En la segunda planta de la casa sólo hay cuatro habitaciones: la de invitados, situada a uno de los extremos del pasillo y tapizada con una alfombra roja; las habitaciones de Adam y de su madre, a lo largo del corredor; y, finalmente, una puerta al fondo que ha llamado mi atención por el grueso candado que la asegura.
Un relámpago retumba a lo lejos, por lo que bajamos deprisa por la escalera para encontrarnos con la señora Blake, sentada en el único sillón de la sala.
A pesar de que el calor es considerable, ella viste un atuendo negro hasta el cuello y exhibe la misma expresión neutral que parece ser su sello personal.
—Buenas noches, señora Blake —digo.
Ella vuelve la cabeza hacia nosotros casi de forma mecánica, como si hubiese estado absorta en algún pensamiento, e inclina la barbilla a modo de respuesta.
Adam está serio como una tumba, y el silencio se vuelve tan denso que, de no ser porque la veo frente a mí, juraría que la señora Blake ni siquiera está en la sala.
Es hasta incómodo lo poco que destaca su presencia.
—¿No te molesta estar aquí, Ezra? —la repentina pregunta de la mujer me hace respingar, y su tono de voz ha sido tan plano que incluso me ha costado percibir que me ha hecho una pregunta.
—Eh, no, para nada, señora Blake —miento—. Creo que su casa es muy… interesante .
—Me alegro. Casi todos los huéspedes que tenemos salen de aquí con el gesto torcido —dice—. Y, al parecer, la ropa que te hemos ofrecido también te ha ceñido a la medida, aunque tienes amplia la cadera y una cintura demasiado estrecha para ser de varón. ¿Tomas hormonas? ¿Piensas cambiar de sexo?
—No, señora —respondo con torpeza, incapaz de ocultar la profunda incomodidad que me ha causado su comentario—. Soy así por… genética.
—Ah, ya veo. Qué interesante rasgo corporal.
Una densa gota de sudor me recorre la espalda, porque ya no sé qué me incomoda más de la madre de Adam: las cosas que dice o la forma en la que las dice, tan metódica y formal, más como un estereotipo científico que otra cosa.

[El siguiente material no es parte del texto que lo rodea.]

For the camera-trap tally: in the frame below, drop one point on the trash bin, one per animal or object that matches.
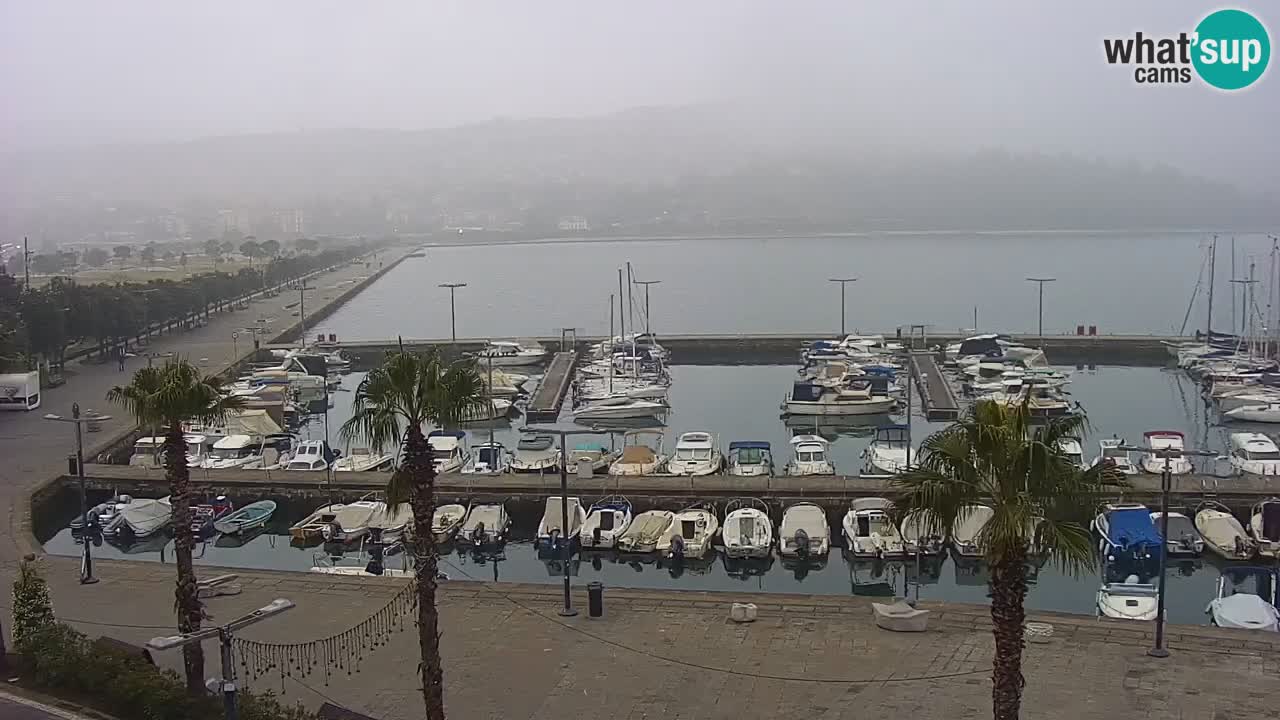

La aplastante tensión es disipada por unos pesados nudillos que golpean con fuerza la puerta principal de la casa. La señora Blake, a pesar de la urgencia del llamado, se toma su tiempo para levantarse e ir hacia la entrada. Y ni hablar de la lentitud con la que abre los tres gruesos pasadores de hierro que protegen la puerta.
Una alarma se enciende en mi interior al ver al hombre que entra en la casa, quien parece pisar con deliberada pesadez. Es alto, delgado y lleva la barba rasurada sobre su cuadrada mandíbula. El uniforme luce impecable, la pistola se engancha al cinturón, tiene los ojos azules y el cabello muy rubio cortado a la usanza militar; más que el jefe de policía de un pueblo perdido en el desierto montañoso de Utah, este hombre parece un soldado listo para ponerte una bala entre los ojos.